Quels sont les avantages de ces dispositifs pour le travail?

Ils orientent l’activité des salariés vers l’atteinte d’objectifs quantifiés, en empruntant des chemins préétablis, au nom d’un sens prescrit. Lorsque les dispositifs sont conçus à partir de pratiques réelles, ils formalisent et généralisent des manières efficaces de faire, permettant à l’homme de «se reposer» sur eux. Construits rationnellement, ils présentent l’avantage de réguler l’organisation par le haut, en assurant des cohérences logiques et des coordinations que les travailleurs seuls ne peuvent pas toujours réaliser. Ils présentent également un caractère impersonnel et impartial susceptible de protéger de l’arbitraire et de l’improvisation des «petits chefs». Dans une grande organisation, ils font finalement la promesse d’un management moins violent, moins discrétionnaire et moins brouillon.

Vous parlez de management désincarné?

En effet. L’encadrement par les dispositifs interpose un objet entre le prescripteur du travail et celui qui le réalise. Le plus souvent, il s’agit d’un ordinateur doté d’un progiciel. Mais il peut aussi s’agir des méthodes types de management: lean management, TQM, GPEC, kaizen, benchmarking, balanced scorecard… Résultat, il n’y a pas de dialo­gue entre eux, bien qu’ils soient dans une situation d’étroite interdépendance. Ils se retrouvent dans un rapport social sans relation.

Ces dispositifs permettent-ils d’améliorer la performance?

Nous n’en sommes pas sûrs: il existe un désaccord social à cet égard. Les dispositifs sont massivement critiqués par les salariés. Ils créent en effet des cercles vicieux bureaucratiques qui ­obligent à perdre du temps pour «nourrir» le processus aux dépens de la production. La ­per­formance mesurée néglige tout ce qui est ­incommensurable dans le travail : ces dispositifs dégraderaient donc la performance au nom de laquelle ils sont mis en œuvre.

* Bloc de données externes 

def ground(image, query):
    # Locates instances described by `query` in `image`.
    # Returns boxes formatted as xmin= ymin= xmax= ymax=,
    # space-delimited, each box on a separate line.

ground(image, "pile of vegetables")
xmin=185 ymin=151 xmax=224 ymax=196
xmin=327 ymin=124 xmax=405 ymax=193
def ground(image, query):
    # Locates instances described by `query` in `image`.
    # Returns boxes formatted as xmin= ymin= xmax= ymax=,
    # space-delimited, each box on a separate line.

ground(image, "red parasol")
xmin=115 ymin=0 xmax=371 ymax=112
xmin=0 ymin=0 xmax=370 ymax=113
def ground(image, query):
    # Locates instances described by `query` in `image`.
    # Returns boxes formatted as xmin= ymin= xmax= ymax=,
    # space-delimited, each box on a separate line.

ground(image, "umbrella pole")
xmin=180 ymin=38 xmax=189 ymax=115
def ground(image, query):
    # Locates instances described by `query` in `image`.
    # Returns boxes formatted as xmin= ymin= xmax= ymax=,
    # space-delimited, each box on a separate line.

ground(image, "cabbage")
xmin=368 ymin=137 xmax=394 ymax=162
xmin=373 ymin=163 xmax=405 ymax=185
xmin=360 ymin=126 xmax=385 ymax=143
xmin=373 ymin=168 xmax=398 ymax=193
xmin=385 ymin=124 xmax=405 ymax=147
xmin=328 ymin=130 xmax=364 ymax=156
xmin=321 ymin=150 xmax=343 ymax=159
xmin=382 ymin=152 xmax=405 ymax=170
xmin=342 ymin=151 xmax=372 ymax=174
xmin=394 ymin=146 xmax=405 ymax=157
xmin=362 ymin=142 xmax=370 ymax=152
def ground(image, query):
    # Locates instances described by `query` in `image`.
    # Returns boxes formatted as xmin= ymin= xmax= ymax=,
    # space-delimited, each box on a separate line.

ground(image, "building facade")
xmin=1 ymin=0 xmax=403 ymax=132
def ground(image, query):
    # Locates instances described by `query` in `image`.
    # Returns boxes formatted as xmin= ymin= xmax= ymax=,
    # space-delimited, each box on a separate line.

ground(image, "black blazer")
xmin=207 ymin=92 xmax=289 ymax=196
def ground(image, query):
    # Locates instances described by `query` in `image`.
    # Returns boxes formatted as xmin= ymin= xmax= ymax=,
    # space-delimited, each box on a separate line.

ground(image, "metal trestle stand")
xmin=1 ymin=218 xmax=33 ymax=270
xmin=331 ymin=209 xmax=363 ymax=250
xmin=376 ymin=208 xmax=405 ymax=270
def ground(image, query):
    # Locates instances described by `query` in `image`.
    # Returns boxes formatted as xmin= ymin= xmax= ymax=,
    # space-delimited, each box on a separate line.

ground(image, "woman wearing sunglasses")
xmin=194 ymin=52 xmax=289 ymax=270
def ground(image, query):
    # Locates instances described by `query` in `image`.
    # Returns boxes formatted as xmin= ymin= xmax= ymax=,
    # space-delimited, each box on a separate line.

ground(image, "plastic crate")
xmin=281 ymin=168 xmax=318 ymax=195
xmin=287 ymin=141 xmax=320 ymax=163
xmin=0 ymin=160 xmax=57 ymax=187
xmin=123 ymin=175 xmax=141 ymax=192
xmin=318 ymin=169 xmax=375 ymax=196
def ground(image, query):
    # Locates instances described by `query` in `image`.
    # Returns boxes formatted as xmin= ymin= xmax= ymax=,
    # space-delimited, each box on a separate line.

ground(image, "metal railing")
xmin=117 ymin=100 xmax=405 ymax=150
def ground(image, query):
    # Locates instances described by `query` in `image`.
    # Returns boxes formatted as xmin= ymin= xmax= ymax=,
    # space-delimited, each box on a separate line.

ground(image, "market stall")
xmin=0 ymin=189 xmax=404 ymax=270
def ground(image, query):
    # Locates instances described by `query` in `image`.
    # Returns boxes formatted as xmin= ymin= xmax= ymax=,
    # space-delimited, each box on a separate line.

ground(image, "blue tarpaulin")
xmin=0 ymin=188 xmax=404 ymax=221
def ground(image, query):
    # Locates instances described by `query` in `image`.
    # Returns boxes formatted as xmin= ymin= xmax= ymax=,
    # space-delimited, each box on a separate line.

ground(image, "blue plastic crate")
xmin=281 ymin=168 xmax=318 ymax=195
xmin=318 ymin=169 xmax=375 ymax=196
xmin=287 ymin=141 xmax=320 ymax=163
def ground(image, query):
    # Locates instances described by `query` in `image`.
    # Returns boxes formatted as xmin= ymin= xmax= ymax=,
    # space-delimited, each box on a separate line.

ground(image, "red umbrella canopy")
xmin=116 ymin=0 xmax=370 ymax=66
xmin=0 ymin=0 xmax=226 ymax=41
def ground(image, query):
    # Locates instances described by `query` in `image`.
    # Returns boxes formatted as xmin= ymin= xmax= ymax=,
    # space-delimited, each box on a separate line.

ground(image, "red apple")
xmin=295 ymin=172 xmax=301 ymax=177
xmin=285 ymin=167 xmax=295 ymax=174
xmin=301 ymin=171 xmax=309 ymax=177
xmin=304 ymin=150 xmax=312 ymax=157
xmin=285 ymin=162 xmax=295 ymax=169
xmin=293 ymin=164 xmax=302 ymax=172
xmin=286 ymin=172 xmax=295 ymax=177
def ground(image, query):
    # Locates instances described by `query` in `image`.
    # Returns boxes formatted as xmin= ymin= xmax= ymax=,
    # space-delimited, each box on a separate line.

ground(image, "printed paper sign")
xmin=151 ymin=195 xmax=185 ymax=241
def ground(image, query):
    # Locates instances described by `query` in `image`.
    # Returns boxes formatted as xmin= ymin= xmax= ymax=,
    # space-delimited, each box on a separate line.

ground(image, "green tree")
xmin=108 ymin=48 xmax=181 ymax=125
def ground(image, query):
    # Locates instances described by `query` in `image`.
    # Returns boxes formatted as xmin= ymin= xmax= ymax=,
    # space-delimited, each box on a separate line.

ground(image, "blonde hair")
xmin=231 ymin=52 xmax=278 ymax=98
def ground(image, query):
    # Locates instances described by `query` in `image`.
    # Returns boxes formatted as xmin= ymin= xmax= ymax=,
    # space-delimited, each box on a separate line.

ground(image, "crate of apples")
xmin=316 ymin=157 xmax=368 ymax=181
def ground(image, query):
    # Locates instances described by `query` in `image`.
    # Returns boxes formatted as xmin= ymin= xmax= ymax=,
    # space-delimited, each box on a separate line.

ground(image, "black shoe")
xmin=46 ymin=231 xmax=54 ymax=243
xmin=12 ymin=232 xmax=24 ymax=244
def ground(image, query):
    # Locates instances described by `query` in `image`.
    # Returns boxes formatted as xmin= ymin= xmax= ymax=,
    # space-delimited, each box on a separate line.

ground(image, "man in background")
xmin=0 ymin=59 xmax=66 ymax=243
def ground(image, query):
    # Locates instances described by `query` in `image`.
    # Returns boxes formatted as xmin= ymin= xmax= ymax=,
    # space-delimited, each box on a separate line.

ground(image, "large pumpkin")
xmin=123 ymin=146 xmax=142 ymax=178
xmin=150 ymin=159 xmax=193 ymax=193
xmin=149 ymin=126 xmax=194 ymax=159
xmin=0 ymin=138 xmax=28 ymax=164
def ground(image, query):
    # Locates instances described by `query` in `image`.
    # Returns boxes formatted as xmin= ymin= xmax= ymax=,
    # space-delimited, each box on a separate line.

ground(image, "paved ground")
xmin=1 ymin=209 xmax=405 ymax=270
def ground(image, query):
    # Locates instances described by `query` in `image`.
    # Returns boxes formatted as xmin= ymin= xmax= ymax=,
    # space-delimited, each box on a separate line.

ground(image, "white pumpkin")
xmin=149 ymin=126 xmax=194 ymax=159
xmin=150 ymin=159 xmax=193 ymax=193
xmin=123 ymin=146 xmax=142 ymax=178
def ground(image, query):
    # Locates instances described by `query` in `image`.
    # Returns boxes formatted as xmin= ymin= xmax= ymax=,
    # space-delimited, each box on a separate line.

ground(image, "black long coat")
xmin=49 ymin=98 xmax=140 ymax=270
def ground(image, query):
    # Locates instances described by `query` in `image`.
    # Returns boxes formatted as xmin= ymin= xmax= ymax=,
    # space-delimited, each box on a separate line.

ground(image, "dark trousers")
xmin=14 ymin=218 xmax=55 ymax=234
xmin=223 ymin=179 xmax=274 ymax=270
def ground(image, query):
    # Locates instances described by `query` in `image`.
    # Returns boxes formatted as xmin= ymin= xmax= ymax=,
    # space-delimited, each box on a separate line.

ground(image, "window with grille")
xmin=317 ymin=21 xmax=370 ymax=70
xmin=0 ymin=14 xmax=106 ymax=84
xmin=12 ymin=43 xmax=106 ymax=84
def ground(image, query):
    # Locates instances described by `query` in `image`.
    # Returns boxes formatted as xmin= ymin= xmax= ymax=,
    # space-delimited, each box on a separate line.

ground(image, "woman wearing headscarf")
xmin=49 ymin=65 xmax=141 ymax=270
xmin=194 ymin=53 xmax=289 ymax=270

Les entreprises cherchent aussi à atteindre une meilleure qualité de service…

Toute la question, ici encore, est de savoir ce que l’on entend par qualité. Vu du haut, cette dernière est généralement saisie par des indicateurs quantifiés. Or les salariés observent que pour améliorer leurs scores ils doivent régulièrement dégrader la qualité des services réelle. Par exemple, dans un centre d’appels, ce n’est pas tant la qualité de la réponse qui importe que la quantité de clients traités à l’heure tout en respectant la procédure et le script langagier.

Comment comprendre que les dispositifs dégradent également l’activité?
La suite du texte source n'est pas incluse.